Personal information
- Full name: Bernard Joseph Michael Maher
- Born: 11 February 1961 (age 65) Hillingdon, Middlesex, England
- Batting: Right-handed
- Role: Wicketkeeper/ Batsman

Domestic team information
- 1981–93: Derbyshire
- First-class debut: 29 July 1981 Derbyshire v Gloucestershire
- Last First-class: 28 June 1993 Derbyshire v Lancashire
- List A debut: 2 August 1981 Derbyshire v Essex
- Last List A: 27 June 1993 Derbyshire v Lancashire

Career statistics
| Competition | First-class | List A |
| Matches | 133 | 111 |
| Runs scored | 3689 | 1177 |
| Batting average | 21.82 | 16.12 |
| 100s/50s | 4/17 | –/2 |
| Top score | 126 | 78 |
| Balls bowled | 270 | – |
| Wickets | 4 | – |
| Bowling average | 58.50 | – |
| 5 wickets in innings | – | – |
| 10 wickets in match | – | – |
| Best bowling | 2/69 | – |
| Catches/stumpings | 289/14 | 105/12 |
- Source: CricketArchive, 1 November 2010

= Bernie Maher =

English cricketer and fly-fishing international

Bernard Joseph Michael Maher (born 11 February 1961) was an English professional cricketer and a fly-fishing international. He was born in Hillingdon in West London.
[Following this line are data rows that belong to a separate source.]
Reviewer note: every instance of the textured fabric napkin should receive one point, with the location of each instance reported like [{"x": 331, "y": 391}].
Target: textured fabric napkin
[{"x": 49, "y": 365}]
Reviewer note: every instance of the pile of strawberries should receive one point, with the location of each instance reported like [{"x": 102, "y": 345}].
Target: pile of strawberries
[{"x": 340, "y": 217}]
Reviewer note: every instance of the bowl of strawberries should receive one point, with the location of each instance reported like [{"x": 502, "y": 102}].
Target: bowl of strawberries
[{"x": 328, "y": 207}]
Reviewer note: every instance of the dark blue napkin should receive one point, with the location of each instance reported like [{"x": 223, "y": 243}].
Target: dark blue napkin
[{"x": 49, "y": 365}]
As a cricketer, he was a right-handed batsman and a wicket-keeper who played first-class cricket for Derbyshire from 1981 and 1995.

He played age-group cricket for Middlesex County Cricket Club. In 1977, when he played for Middlesex's Second XI, before pursuing his academic studies.
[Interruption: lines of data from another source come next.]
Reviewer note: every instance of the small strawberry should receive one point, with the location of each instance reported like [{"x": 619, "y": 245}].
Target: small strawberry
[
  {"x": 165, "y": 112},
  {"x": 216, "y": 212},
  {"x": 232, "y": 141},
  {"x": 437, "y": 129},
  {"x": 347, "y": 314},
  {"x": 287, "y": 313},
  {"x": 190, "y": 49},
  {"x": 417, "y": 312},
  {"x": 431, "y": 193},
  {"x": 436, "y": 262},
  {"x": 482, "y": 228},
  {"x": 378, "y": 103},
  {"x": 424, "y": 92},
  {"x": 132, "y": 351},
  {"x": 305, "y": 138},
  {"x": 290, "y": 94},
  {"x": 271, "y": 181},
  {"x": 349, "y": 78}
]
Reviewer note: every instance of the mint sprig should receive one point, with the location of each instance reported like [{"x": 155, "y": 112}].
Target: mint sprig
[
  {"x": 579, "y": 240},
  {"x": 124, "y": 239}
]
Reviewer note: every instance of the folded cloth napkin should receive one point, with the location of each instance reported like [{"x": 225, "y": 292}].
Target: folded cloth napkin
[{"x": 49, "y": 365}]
He began reading Economics and Accountancy at Loughborough University in 1978 graduating with a BSc in 1981. Captaining Loughborough University, against Derbyshire in 1981, he was asked to play a series of 2nd team games. And his 1st class debut was against Gloucestershire County Cricket Club in July 1981, and Derbyshire signed him on a two-year contract.

Against the New Zealand's tourists in 1986, Maher scored 126, and there were other hundreds against Leicestershire County Cricket Club, Surrey County Cricket Club, and Cambridge University.

After his retirement from cricket in 1995, he continued commentating for BBC Radio and, after his cricketing days came to a close, worked as a financial consultant, and a fly-fishing instructor.

He is the owner of a day ticket fishing business in Ashover and works as a fly fishing guide.